Now that all is just about done, I’m looking to expanding this set. Designing a letterhead is something I’ve got on the back burner for now. I’m excited. Welcome to!


…Is hard. Although I know it has to be done – especially for someone hoping to enter the creative industry – it’s the biggest challenge ever. Somehow, despite having handled other branding projects (to varying degrees of satisfaction), when it comes to thinking about myself as an entity apart from my personal self, I’m completely clueless. I think it comes as a result of being in my own body… does that sound weird? When I think about what a “Geneve” brand could possibly look and feel like, everything I know about myself comes flooding to my mind, and I can’t for the life of me think straight. Added to the fact that I know I’ll have to stick with this identity for a long time, everything sort of becomes overwhelming. A couple of weeks ago, I finally buckled down and took up the challenge. Faced with interviews in the coming week – with intimidating names in the entertainment business no less – I finally had no excuse but to get my portfolio, business cards and other networking paraphernalia designed and printed. I was just not happy with my previous logo, something I admittedly threw together in the early stages of test-running this website:


There was something about it that looked unfinished to me, and so I set about from scratch, wondering how on earth I would tackle the task of “re-branding” There were a couple of things I set straight on the outset:

  1. I needed to have my name on it somewhere. Normally, this wouldn’t matter too much to me, but since I had to take into consideration that this would function as my personal brand as well, I had to have “geneve” in it somewhere.
  2. It needed to be round. This is mainly a function of my website’s current layout.
  3. It needed to be pink. Don’t ask.

And so, for the first time in a long time, I sat myself down and did a concept brainstorm. I didn’t get far…

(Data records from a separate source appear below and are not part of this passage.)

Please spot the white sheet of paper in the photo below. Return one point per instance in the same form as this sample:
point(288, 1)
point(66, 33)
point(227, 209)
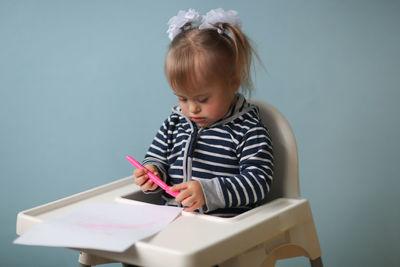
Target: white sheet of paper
point(103, 226)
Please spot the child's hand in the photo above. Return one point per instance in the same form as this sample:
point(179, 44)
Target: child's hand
point(142, 180)
point(191, 195)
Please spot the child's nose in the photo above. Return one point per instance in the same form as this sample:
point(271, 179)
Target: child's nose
point(194, 108)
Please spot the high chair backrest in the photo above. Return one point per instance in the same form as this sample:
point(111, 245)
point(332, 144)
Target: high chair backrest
point(286, 172)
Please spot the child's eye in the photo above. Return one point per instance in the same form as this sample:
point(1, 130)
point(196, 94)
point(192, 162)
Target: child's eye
point(203, 100)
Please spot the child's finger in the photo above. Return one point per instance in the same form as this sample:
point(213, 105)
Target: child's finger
point(139, 172)
point(178, 187)
point(194, 207)
point(147, 185)
point(141, 180)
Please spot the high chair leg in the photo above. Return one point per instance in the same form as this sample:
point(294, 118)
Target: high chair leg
point(316, 263)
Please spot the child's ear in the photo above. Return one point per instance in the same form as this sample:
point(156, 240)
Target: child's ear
point(235, 83)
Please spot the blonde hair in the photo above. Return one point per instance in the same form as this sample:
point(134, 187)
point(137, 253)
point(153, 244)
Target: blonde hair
point(196, 57)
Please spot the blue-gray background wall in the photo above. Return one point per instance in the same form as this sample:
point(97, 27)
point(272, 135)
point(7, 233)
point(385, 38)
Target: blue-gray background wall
point(82, 85)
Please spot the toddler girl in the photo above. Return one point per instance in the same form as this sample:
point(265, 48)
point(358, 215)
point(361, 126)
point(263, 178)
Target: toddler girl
point(213, 148)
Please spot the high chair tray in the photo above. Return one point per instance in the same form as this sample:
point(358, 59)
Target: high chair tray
point(191, 240)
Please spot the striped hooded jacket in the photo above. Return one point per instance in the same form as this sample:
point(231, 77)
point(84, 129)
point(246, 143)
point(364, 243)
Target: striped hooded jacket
point(232, 159)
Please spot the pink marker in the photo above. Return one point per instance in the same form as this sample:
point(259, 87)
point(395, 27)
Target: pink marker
point(153, 177)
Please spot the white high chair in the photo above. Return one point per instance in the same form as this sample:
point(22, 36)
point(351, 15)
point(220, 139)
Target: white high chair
point(282, 227)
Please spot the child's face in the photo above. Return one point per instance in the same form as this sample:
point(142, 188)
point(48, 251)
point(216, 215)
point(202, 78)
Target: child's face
point(207, 105)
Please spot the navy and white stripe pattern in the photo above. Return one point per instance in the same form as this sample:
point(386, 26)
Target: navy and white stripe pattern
point(232, 159)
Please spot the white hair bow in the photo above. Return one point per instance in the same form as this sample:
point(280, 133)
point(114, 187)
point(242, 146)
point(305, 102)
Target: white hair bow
point(212, 20)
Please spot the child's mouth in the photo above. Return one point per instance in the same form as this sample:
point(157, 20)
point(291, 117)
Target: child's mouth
point(198, 119)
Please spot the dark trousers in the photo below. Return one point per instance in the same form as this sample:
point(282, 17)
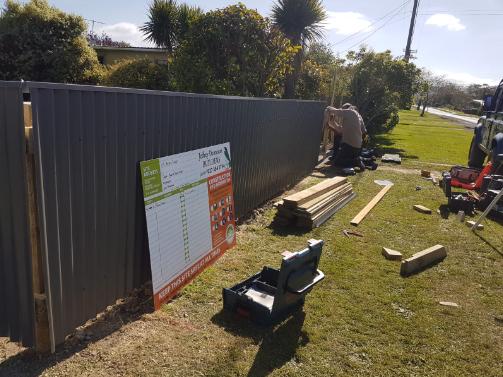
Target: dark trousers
point(347, 156)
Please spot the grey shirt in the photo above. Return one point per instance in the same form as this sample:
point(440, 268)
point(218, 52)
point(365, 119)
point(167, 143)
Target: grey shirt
point(352, 125)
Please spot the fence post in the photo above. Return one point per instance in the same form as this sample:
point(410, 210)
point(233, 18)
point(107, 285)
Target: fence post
point(42, 338)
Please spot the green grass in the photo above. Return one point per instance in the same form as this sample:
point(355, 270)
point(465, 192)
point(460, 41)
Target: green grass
point(457, 112)
point(364, 319)
point(428, 139)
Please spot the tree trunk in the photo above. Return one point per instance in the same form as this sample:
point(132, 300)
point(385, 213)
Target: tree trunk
point(425, 103)
point(292, 78)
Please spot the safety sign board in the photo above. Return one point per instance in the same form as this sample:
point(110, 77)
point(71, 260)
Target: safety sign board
point(189, 208)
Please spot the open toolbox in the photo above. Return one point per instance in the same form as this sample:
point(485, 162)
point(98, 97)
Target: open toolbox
point(271, 295)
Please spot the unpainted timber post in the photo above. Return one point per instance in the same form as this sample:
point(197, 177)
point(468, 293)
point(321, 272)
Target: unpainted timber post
point(42, 337)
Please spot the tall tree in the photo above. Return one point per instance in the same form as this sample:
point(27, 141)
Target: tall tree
point(169, 22)
point(300, 21)
point(379, 86)
point(233, 51)
point(187, 15)
point(161, 27)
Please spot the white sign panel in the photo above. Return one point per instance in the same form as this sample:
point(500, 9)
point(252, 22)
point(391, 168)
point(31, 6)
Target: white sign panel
point(190, 214)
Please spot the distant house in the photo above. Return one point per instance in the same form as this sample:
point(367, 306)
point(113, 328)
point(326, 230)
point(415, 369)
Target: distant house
point(111, 55)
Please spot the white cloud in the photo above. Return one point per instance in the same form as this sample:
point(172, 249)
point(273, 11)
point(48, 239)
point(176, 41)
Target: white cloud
point(447, 21)
point(346, 23)
point(125, 31)
point(465, 78)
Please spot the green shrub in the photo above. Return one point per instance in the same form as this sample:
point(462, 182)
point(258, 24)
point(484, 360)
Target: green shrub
point(141, 74)
point(39, 42)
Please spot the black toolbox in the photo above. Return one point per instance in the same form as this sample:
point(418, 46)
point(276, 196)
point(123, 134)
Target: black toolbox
point(271, 295)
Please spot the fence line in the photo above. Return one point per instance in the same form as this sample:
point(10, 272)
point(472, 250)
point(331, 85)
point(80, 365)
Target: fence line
point(88, 142)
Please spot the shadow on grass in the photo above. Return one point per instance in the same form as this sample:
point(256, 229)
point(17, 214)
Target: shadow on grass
point(281, 230)
point(383, 145)
point(490, 244)
point(278, 344)
point(28, 363)
point(444, 211)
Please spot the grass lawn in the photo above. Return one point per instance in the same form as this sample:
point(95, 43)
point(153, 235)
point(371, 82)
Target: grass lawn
point(428, 139)
point(364, 319)
point(457, 112)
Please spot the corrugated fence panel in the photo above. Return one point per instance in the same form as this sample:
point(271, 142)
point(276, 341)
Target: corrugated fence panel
point(88, 143)
point(16, 292)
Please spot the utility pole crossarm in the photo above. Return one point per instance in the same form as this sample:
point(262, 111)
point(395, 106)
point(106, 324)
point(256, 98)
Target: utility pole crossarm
point(411, 31)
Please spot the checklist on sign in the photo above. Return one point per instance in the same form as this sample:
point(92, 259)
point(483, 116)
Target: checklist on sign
point(189, 208)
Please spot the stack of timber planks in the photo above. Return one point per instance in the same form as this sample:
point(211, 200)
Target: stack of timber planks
point(312, 207)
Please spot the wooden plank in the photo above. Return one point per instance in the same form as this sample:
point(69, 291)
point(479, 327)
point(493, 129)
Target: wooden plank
point(314, 191)
point(422, 209)
point(422, 260)
point(323, 197)
point(42, 337)
point(322, 217)
point(391, 254)
point(325, 203)
point(364, 212)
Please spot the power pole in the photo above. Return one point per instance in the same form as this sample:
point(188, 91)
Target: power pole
point(411, 31)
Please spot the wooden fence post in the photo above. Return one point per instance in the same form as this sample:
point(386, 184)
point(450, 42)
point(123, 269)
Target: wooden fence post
point(42, 338)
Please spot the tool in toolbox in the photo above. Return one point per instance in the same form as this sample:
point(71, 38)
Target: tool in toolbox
point(271, 295)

Annoyed and kind of tired, I started brainstorming visually instead. And, although I kept telling myself that it was totally cliched, I kept coming back to the pencil. The pencil has become more than just a mark-making instrument to me. It’s the first step of every project I take on. I use it to sketch, write, take in the stuff all around. I used to carry around my book all the time so I could pencil in things of interest (I use a camera now). My high school art teacher was also a pencil freak: I remember stooping over communal trash cans shaving 2B, 4B, and 8B pencils with newly-sharpened X-Acto knives (Mr. C: “It also sharpens the mind”). Dropping one was nothing short of sin. And so, in taking my (somewhat demented) art education with me to college, I still view the pencil as an ally; a friend. So, starting with the pencil, I started to sketch aimlessly. From this desk – a desk with a pencil – where can that take me? Its pointy end started to look like the nose of a rocket. I looked at my drawings again. Hm. A rocket. That could fly.

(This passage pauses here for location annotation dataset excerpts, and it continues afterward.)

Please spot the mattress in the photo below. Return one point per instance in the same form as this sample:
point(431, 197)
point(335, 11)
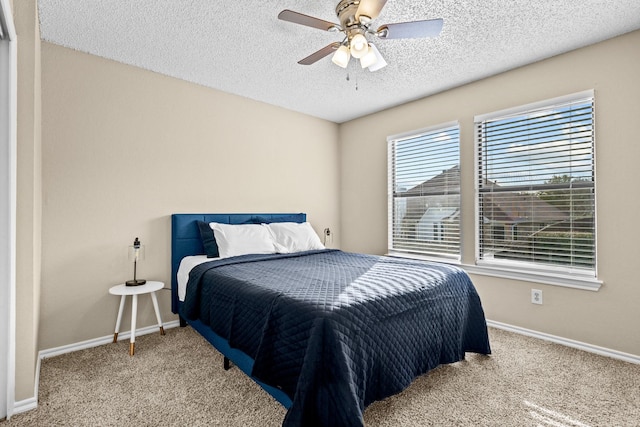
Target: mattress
point(334, 330)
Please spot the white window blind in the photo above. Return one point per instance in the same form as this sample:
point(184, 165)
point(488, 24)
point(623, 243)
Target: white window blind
point(536, 186)
point(424, 192)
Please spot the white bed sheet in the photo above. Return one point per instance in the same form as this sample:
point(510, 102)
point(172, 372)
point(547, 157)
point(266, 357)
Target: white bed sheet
point(186, 265)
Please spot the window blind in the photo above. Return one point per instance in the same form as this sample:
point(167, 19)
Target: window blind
point(424, 192)
point(536, 185)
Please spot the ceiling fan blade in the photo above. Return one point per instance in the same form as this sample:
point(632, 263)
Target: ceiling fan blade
point(411, 30)
point(370, 8)
point(309, 21)
point(316, 56)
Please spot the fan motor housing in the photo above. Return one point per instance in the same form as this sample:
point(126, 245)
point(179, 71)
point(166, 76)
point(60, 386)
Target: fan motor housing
point(346, 11)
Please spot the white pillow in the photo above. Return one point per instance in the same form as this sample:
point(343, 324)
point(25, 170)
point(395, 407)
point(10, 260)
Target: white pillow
point(242, 239)
point(292, 237)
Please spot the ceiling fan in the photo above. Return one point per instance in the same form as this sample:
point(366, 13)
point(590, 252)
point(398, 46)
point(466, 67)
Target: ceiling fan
point(355, 22)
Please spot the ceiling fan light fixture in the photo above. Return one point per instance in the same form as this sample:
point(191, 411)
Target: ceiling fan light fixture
point(358, 46)
point(379, 60)
point(341, 57)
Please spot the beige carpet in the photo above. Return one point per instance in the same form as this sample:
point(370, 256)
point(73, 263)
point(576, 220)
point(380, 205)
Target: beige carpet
point(178, 380)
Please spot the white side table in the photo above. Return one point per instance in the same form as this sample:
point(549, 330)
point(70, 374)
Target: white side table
point(123, 290)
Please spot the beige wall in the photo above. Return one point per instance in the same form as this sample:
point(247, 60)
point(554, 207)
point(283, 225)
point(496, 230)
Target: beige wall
point(609, 317)
point(28, 198)
point(124, 148)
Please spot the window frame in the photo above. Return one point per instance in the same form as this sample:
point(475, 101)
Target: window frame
point(397, 252)
point(532, 271)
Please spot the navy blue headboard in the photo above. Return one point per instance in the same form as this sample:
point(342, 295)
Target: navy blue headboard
point(185, 237)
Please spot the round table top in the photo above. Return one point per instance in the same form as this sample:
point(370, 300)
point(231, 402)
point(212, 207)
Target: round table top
point(123, 289)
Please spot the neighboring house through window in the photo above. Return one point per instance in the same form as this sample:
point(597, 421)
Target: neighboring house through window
point(536, 186)
point(424, 192)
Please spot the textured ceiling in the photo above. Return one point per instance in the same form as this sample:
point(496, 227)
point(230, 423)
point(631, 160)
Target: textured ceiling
point(242, 48)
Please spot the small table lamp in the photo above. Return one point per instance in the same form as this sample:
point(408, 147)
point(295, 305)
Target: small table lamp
point(136, 252)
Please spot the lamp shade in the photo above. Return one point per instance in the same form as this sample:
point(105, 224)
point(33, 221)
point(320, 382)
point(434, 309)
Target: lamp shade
point(136, 251)
point(358, 46)
point(341, 57)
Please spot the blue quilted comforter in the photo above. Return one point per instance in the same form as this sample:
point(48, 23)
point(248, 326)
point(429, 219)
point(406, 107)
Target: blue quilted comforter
point(337, 331)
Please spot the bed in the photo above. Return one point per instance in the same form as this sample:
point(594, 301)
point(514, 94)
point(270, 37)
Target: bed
point(325, 332)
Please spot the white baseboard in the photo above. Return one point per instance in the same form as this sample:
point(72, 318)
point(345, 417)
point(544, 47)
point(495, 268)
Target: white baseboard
point(32, 402)
point(56, 351)
point(602, 351)
point(24, 405)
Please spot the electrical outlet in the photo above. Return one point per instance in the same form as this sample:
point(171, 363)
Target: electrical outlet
point(536, 296)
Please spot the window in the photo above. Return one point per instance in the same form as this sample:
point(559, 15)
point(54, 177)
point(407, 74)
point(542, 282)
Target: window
point(424, 192)
point(536, 186)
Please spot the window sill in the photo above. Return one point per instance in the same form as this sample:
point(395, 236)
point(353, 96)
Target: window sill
point(574, 281)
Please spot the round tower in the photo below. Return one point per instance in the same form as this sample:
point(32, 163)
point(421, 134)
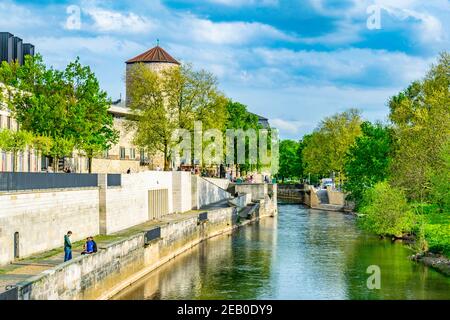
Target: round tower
point(157, 59)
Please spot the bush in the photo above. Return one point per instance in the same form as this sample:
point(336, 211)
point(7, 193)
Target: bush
point(386, 212)
point(437, 232)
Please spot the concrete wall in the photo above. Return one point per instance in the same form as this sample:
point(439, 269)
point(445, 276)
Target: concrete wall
point(335, 197)
point(182, 192)
point(102, 275)
point(205, 192)
point(43, 218)
point(242, 200)
point(310, 198)
point(127, 206)
point(222, 183)
point(257, 190)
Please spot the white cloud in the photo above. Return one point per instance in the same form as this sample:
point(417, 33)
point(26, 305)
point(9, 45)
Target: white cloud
point(225, 33)
point(238, 3)
point(15, 18)
point(113, 21)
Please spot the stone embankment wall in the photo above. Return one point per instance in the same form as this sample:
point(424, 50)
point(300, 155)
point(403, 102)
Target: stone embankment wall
point(336, 197)
point(205, 192)
point(40, 219)
point(102, 275)
point(291, 192)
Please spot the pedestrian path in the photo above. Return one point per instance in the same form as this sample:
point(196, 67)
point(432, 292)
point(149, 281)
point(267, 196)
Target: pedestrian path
point(36, 264)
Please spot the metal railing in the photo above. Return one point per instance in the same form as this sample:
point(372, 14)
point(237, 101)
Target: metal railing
point(21, 181)
point(114, 180)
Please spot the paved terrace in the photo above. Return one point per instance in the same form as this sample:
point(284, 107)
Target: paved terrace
point(36, 264)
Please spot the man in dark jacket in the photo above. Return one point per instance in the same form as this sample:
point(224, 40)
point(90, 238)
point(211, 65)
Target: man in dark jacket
point(67, 247)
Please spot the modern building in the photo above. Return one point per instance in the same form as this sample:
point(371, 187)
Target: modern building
point(12, 48)
point(121, 157)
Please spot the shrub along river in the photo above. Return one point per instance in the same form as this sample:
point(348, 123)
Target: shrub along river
point(301, 254)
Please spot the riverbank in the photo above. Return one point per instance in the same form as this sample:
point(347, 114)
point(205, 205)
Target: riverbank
point(129, 255)
point(301, 253)
point(435, 261)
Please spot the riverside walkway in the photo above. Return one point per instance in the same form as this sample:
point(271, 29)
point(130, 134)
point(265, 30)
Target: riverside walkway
point(23, 269)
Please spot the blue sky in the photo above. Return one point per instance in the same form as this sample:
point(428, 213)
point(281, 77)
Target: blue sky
point(294, 62)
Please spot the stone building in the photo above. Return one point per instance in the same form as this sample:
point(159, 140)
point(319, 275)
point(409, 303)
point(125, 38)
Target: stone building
point(121, 157)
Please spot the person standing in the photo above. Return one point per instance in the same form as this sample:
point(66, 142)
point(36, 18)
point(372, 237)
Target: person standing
point(67, 247)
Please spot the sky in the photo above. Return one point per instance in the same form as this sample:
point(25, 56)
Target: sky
point(294, 62)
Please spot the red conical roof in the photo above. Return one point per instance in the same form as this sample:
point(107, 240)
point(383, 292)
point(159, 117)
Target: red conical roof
point(156, 54)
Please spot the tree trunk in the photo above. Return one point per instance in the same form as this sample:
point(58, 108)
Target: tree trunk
point(90, 163)
point(14, 155)
point(166, 160)
point(55, 164)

fromthisdesk_for blog_for blog_for blog

And so after days of reconsidering my branding, I came up with this. I still like the vintage effect that I’ve applied to all my previous logos because it gives everything a tactile feel, and adds depth. But I also like that if I want to, I can subtract the distressed effect for a clean-lined look. I also think this logo works in just about any color, but most importantly, it works in black. Working on other people’s projects have taught me that no matter how you intended for it to look, a logo is bound to appear in grayscale somewhere, and much tinier or bigger than you’d ever want it. And so I prepare for that.

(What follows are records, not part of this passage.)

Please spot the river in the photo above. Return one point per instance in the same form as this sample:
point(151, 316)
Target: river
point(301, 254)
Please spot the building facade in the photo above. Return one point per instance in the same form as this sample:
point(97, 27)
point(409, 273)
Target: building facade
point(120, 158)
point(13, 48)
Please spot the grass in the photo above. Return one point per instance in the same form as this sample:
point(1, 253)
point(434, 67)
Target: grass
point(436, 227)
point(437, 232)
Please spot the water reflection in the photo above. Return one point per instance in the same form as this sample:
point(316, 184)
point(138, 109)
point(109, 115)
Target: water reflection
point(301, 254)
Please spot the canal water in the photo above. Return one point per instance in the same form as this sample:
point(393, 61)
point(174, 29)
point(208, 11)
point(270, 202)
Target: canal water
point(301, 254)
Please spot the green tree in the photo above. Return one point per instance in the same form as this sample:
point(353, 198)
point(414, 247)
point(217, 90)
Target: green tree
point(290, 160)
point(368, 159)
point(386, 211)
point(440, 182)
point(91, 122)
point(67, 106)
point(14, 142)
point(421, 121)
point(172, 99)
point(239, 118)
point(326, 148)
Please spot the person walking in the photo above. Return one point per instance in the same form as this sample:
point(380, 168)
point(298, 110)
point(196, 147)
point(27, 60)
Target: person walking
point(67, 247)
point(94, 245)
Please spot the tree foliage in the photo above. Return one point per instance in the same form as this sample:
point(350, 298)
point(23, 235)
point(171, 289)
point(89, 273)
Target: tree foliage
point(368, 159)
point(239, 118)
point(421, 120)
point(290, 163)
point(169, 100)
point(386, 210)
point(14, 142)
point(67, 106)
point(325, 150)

But this is not the end of the story! Branding is more than just a logo, of course. It’s an entire system of visual images that come together to create a unified look for a company or individual. Everything should match, from colors to line weights to fonts to how each motif is used. And so I set about creating a whole look around my brand identity. The results to follow – look out for Part 2.

TL;DR: Branding yourself is hard. And look, a new logo!